Если двигаться осторожно и медленно, особенно тщательно избегая бледно-желтых, то пройти среди них можно.
А волосатые гномы следили из поросших травой трещин злыми и завистливыми глазами.
Эл Букхалтер, недавно достигший солидного возраста, выражавшегося в полных восьми годах, разлегся под деревом, жуя травинку. Он был так глубоко погружен в свои мечты, что его отцу пришлось слегка подтолкнуть его в бок, прежде чем в полуоткрытых глазах отразилось понимание.
День очень подходил для мечтаний — горячее солнце и прохладный ветерок, дующий с востока, с белых пиков Сьерры. Потоки воздуха несли с собой характерный запах травы. Эд Букхалтер был рад тому, что его сын принадлежит ко второму поколению со времени Взрыва. Сам он был рожден через десять лет после того, как упала последняя бомба, но и воспоминания, полученные из вторых рук, тоже могут быть достаточно страшными.
— Хелло, Эл, — сказал он.
Мальчик одарил его кротко-терпеливым взглядом из-под полуоткрытых век.
— Привет, папа.
— Хочешь поехать со мной в нижний город?
— Нет, — ответил Эл, выйдя на миг из своего ступора.
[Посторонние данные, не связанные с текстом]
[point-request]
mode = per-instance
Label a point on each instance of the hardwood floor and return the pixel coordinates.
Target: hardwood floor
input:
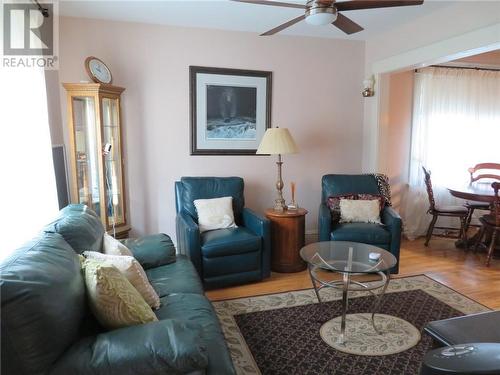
(463, 271)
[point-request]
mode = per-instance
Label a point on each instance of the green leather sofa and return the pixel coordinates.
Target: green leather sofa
(47, 328)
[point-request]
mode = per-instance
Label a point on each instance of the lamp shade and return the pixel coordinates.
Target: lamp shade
(277, 141)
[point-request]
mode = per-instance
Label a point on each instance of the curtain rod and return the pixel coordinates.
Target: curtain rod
(44, 11)
(462, 67)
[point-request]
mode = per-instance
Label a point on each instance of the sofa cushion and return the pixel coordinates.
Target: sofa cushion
(80, 227)
(177, 277)
(43, 303)
(152, 250)
(197, 309)
(361, 232)
(231, 241)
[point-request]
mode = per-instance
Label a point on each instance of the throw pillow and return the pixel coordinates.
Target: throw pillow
(359, 211)
(112, 246)
(134, 273)
(113, 300)
(333, 204)
(215, 213)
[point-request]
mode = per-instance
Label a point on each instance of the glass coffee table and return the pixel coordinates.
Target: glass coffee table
(348, 259)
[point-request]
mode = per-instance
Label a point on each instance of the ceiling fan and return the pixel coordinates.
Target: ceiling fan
(323, 12)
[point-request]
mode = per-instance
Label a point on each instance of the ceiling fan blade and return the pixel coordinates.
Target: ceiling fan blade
(347, 25)
(273, 3)
(277, 29)
(371, 4)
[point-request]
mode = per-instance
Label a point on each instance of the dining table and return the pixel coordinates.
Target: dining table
(479, 191)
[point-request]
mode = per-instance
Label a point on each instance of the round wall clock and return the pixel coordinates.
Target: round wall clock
(97, 70)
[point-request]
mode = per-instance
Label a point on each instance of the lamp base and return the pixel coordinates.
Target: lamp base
(279, 205)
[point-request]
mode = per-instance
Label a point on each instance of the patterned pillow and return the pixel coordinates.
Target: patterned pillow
(113, 300)
(112, 246)
(359, 211)
(372, 197)
(333, 204)
(134, 273)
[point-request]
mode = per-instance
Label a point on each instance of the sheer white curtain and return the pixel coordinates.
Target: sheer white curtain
(456, 124)
(28, 189)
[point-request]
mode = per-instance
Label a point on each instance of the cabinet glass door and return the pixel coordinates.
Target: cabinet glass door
(87, 153)
(112, 162)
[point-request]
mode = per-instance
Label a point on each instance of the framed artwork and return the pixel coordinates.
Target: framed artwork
(230, 110)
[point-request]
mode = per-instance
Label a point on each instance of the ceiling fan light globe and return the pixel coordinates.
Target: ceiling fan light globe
(321, 15)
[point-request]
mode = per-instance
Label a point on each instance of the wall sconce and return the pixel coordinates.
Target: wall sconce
(368, 85)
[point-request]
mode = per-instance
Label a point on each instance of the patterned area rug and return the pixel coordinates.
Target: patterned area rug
(393, 335)
(280, 333)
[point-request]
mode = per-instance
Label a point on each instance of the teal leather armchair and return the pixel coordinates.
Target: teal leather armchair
(386, 236)
(222, 257)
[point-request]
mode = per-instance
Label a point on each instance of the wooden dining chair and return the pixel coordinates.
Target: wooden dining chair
(491, 222)
(480, 172)
(448, 211)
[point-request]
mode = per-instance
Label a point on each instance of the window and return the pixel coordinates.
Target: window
(456, 124)
(28, 189)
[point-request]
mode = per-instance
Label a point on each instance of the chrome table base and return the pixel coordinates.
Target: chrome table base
(347, 285)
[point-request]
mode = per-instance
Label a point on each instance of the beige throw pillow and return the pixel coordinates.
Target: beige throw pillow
(112, 246)
(114, 301)
(359, 211)
(134, 273)
(216, 213)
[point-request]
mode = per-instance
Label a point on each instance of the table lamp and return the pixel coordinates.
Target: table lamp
(278, 141)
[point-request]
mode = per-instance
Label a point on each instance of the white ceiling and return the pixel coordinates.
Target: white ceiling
(228, 15)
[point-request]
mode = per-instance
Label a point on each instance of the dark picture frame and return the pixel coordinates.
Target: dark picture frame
(230, 111)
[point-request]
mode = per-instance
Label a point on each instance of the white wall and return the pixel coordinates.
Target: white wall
(461, 26)
(316, 94)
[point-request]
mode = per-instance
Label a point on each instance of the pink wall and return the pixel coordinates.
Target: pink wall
(395, 134)
(316, 94)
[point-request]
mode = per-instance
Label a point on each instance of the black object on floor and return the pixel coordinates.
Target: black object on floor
(483, 327)
(470, 359)
(287, 341)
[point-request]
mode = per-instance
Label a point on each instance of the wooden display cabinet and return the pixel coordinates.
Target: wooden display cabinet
(97, 178)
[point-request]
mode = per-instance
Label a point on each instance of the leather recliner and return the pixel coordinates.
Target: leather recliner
(386, 236)
(228, 256)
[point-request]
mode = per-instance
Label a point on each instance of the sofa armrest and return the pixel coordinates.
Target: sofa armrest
(324, 222)
(188, 239)
(392, 220)
(163, 347)
(152, 250)
(260, 226)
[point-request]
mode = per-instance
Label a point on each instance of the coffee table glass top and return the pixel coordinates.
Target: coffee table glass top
(338, 256)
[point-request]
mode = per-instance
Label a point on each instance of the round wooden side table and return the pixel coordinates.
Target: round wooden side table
(287, 238)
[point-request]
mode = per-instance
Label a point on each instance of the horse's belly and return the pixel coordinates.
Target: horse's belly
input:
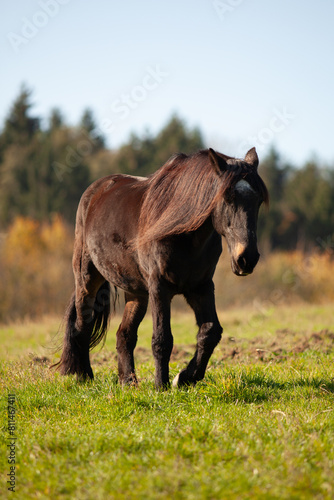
(120, 268)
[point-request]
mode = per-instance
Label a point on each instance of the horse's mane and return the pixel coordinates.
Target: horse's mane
(181, 195)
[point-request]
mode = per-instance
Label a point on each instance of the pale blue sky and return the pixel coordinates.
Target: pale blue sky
(247, 72)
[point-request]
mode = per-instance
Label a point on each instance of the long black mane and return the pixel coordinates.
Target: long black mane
(183, 192)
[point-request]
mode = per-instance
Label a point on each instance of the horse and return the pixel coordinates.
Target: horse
(153, 238)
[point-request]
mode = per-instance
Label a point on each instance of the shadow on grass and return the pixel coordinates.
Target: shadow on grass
(259, 388)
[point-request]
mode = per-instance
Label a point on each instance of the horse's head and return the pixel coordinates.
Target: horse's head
(236, 213)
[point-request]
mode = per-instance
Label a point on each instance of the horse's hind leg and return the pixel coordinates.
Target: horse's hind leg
(135, 310)
(84, 314)
(209, 334)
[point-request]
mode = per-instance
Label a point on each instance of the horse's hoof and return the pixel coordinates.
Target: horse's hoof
(175, 382)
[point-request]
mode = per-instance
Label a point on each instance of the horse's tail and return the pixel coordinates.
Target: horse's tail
(105, 304)
(75, 358)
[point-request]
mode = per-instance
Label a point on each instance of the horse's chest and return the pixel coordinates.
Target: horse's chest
(186, 265)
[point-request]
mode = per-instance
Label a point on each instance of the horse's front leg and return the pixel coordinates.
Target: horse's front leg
(203, 303)
(162, 339)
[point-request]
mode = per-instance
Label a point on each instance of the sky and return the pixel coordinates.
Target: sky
(246, 72)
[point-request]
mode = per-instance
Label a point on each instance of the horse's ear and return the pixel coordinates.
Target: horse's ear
(217, 162)
(251, 158)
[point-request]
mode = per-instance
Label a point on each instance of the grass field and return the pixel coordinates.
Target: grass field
(260, 425)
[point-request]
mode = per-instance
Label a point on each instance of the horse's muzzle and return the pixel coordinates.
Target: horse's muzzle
(245, 262)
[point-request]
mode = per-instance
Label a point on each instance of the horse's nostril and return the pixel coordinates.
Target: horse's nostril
(241, 262)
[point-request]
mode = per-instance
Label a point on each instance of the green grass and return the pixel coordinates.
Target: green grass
(260, 425)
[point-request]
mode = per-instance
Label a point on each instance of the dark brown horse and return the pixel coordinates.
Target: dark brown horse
(154, 238)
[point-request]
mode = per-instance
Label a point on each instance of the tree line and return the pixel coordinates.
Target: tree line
(46, 164)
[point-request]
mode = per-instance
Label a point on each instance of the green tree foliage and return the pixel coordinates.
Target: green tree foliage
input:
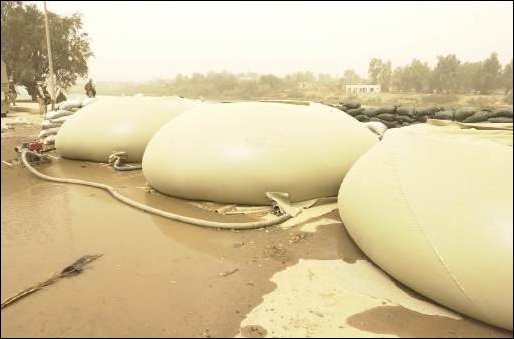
(381, 73)
(350, 77)
(469, 77)
(23, 45)
(507, 77)
(445, 77)
(490, 74)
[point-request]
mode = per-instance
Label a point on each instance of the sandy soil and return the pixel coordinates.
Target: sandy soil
(157, 277)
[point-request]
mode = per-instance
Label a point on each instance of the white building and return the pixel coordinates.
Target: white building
(362, 89)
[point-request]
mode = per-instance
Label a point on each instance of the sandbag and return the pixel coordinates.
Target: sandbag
(355, 111)
(425, 111)
(236, 152)
(385, 109)
(74, 103)
(501, 112)
(387, 116)
(362, 118)
(500, 120)
(50, 131)
(425, 208)
(405, 118)
(371, 111)
(479, 116)
(388, 123)
(445, 115)
(49, 140)
(406, 111)
(87, 101)
(49, 124)
(351, 104)
(462, 113)
(117, 124)
(61, 120)
(57, 114)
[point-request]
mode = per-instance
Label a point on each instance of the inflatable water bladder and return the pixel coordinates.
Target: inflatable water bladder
(432, 206)
(116, 124)
(236, 152)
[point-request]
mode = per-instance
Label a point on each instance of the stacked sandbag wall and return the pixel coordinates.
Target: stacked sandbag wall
(54, 119)
(399, 116)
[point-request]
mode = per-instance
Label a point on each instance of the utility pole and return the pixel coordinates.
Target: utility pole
(50, 63)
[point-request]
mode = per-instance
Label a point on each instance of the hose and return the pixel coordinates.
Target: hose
(146, 208)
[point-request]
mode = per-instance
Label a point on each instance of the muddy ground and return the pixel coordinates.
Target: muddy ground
(160, 278)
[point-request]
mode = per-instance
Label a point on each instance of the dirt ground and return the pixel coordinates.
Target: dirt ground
(160, 278)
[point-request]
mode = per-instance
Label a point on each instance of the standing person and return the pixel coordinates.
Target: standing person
(90, 89)
(12, 92)
(41, 97)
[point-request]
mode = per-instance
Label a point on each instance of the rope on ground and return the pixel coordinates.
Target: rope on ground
(73, 269)
(117, 160)
(146, 208)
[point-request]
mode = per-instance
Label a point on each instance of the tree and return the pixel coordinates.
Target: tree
(24, 51)
(350, 77)
(399, 79)
(445, 77)
(469, 77)
(490, 74)
(381, 73)
(375, 67)
(417, 76)
(507, 77)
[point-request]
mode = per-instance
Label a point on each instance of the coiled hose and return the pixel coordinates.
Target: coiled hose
(146, 208)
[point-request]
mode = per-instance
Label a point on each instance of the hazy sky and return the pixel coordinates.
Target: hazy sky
(145, 40)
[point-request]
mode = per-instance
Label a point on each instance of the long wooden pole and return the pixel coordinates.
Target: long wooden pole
(50, 63)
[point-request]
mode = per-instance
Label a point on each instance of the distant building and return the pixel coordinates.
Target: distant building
(303, 84)
(362, 89)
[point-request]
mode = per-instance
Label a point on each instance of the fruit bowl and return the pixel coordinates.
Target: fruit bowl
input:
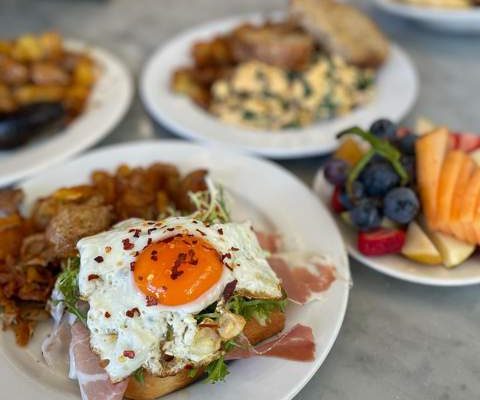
(406, 203)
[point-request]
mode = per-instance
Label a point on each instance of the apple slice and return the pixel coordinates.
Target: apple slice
(446, 187)
(457, 228)
(418, 246)
(452, 250)
(430, 150)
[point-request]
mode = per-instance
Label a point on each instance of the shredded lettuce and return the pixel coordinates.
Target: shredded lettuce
(67, 284)
(258, 309)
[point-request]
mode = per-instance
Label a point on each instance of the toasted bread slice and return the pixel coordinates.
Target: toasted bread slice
(279, 44)
(342, 30)
(154, 387)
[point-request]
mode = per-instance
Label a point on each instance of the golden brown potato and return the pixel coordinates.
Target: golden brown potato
(28, 94)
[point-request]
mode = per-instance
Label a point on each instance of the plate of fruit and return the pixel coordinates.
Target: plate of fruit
(407, 204)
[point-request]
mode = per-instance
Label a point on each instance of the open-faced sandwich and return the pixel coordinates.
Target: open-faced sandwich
(318, 63)
(43, 85)
(150, 283)
(412, 193)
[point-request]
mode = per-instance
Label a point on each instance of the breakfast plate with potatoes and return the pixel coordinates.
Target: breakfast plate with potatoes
(57, 97)
(279, 85)
(406, 201)
(136, 270)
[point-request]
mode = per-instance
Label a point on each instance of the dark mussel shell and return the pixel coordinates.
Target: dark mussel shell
(19, 127)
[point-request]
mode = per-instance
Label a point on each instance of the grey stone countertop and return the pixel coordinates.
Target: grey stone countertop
(399, 340)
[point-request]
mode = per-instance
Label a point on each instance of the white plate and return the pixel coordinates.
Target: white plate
(397, 87)
(397, 266)
(108, 102)
(258, 187)
(459, 21)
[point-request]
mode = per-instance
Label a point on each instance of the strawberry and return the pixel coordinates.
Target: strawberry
(381, 241)
(335, 200)
(466, 141)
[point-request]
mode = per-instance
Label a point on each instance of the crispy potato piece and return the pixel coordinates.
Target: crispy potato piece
(213, 53)
(28, 94)
(73, 222)
(48, 73)
(12, 72)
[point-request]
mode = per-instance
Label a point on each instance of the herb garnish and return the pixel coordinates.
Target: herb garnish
(67, 283)
(255, 308)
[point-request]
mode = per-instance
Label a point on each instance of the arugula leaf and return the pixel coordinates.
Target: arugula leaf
(217, 371)
(67, 283)
(255, 308)
(139, 375)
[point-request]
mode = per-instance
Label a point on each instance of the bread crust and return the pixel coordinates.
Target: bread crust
(343, 30)
(154, 387)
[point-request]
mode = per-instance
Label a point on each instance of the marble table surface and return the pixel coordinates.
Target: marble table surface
(399, 340)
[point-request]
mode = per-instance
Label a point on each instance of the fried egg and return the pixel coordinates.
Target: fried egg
(145, 281)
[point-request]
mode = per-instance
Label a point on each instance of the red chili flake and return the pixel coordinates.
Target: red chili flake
(224, 256)
(176, 273)
(191, 257)
(131, 313)
(151, 301)
(229, 289)
(129, 354)
(136, 232)
(127, 245)
(208, 325)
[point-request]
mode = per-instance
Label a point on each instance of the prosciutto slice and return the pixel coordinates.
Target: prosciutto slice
(92, 378)
(296, 344)
(303, 278)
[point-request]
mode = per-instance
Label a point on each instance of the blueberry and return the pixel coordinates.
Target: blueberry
(336, 171)
(401, 205)
(384, 129)
(406, 144)
(378, 178)
(357, 190)
(365, 215)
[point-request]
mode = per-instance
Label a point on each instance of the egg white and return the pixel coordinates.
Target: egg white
(115, 291)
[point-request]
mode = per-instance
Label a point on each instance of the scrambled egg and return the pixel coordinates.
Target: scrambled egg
(267, 97)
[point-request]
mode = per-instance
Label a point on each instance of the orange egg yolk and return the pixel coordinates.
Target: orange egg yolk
(177, 270)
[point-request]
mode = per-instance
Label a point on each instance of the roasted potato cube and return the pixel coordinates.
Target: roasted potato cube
(28, 94)
(84, 73)
(27, 48)
(48, 73)
(52, 45)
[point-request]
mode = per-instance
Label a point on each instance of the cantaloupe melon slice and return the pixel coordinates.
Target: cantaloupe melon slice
(470, 200)
(455, 226)
(446, 187)
(430, 150)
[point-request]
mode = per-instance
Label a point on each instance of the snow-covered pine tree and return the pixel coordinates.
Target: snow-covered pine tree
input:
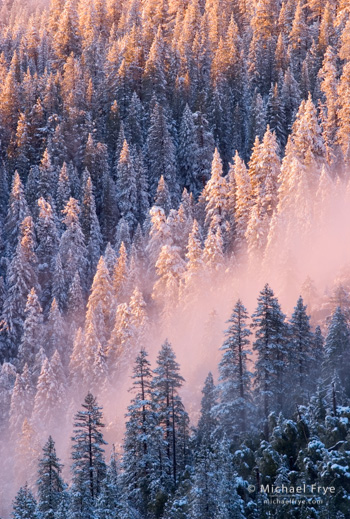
(17, 211)
(301, 352)
(337, 349)
(170, 415)
(31, 340)
(22, 277)
(215, 194)
(24, 505)
(162, 197)
(47, 248)
(90, 226)
(127, 187)
(234, 410)
(89, 467)
(72, 245)
(268, 321)
(160, 152)
(207, 422)
(22, 399)
(188, 152)
(138, 451)
(50, 484)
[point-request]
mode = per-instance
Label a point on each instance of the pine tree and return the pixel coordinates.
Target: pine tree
(169, 269)
(24, 505)
(188, 152)
(88, 467)
(213, 256)
(138, 458)
(194, 265)
(207, 422)
(337, 349)
(18, 210)
(47, 249)
(72, 245)
(31, 341)
(90, 226)
(50, 483)
(270, 345)
(242, 201)
(55, 330)
(160, 153)
(101, 294)
(302, 339)
(21, 405)
(22, 277)
(120, 275)
(48, 403)
(64, 190)
(235, 379)
(215, 194)
(58, 283)
(162, 198)
(170, 413)
(127, 187)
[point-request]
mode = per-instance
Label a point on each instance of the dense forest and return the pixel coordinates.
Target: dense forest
(161, 162)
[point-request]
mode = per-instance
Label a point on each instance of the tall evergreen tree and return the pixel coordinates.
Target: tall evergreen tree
(235, 408)
(50, 483)
(88, 467)
(270, 344)
(170, 414)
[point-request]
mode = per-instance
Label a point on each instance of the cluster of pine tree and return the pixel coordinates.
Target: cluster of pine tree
(147, 149)
(289, 427)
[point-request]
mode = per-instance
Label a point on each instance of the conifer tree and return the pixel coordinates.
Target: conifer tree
(31, 341)
(22, 277)
(161, 159)
(270, 345)
(302, 339)
(90, 226)
(88, 467)
(207, 422)
(50, 484)
(72, 245)
(24, 505)
(47, 249)
(18, 210)
(337, 349)
(139, 446)
(21, 405)
(170, 413)
(162, 198)
(188, 153)
(215, 194)
(235, 379)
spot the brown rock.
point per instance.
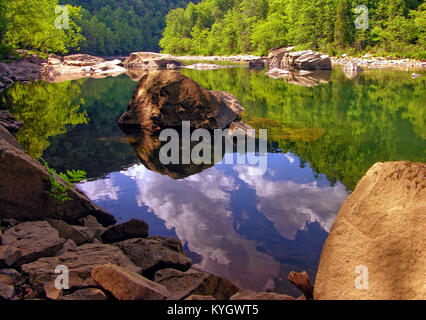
(24, 183)
(34, 240)
(154, 254)
(8, 256)
(51, 292)
(164, 99)
(150, 60)
(284, 58)
(195, 297)
(91, 294)
(80, 263)
(380, 228)
(7, 292)
(126, 285)
(131, 229)
(10, 277)
(259, 296)
(68, 232)
(195, 282)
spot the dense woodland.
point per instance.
(99, 27)
(222, 27)
(118, 27)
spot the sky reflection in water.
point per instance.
(250, 228)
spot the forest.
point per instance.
(395, 28)
(98, 27)
(221, 27)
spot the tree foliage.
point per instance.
(396, 27)
(30, 25)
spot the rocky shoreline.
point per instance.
(58, 69)
(379, 227)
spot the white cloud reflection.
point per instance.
(198, 208)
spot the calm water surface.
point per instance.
(253, 229)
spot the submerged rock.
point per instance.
(131, 229)
(163, 99)
(127, 285)
(284, 58)
(151, 61)
(195, 282)
(376, 246)
(24, 186)
(351, 70)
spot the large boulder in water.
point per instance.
(379, 236)
(284, 58)
(24, 186)
(164, 99)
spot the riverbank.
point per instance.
(59, 69)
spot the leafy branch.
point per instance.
(60, 191)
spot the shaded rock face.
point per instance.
(24, 183)
(89, 294)
(284, 58)
(351, 70)
(151, 60)
(154, 254)
(260, 296)
(195, 282)
(124, 231)
(257, 64)
(80, 262)
(163, 99)
(127, 285)
(34, 240)
(380, 227)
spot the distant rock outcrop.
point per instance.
(164, 99)
(151, 61)
(351, 70)
(375, 250)
(285, 58)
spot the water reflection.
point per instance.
(251, 229)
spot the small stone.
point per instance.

Эд Букхалтер поднял красиво очерченные брови и хотел уйти, но вдруг у него появился импульс сделать то, что он редко позволял себе делать, без разрешения другой стороны: воспользоваться своей телепатической силой, чтобы заглянуть в сознание Эла. Он отметил, что там царит некоторое колебание, отражающее его неуверенность, несмотря на то что Эл уже почти преодолел злобную нечеловеческую бесформенность младенческой психики. Было время, когда эта чуждость шокировала разум Эда. Букхалтер припомнил несколько неудавшихся экспериментов, проделанных им еще до рождения Эла.
Некоторые будущие отцы смогли устоять перед искушением эксперимента с эмбриональным мозгом, но Букхалтеру они вернули кошмары, не виденные им с юности. В них присутствовали огромные перекатывающиеся массы, взвившаяся пустота и прочее. Предродовые воспоминания были бессмысленны, и лучше было оставлять их на рассмотрение мнемонических психологов.
Но теперь Эл повзрослел, и мечты его, как и следовало ожидать, имели яркую окраску. Воспрянувший духом Букхалтер решил, что он выполнил свою миссию наставника, и оставил своего сына мечтать и жевать травинку.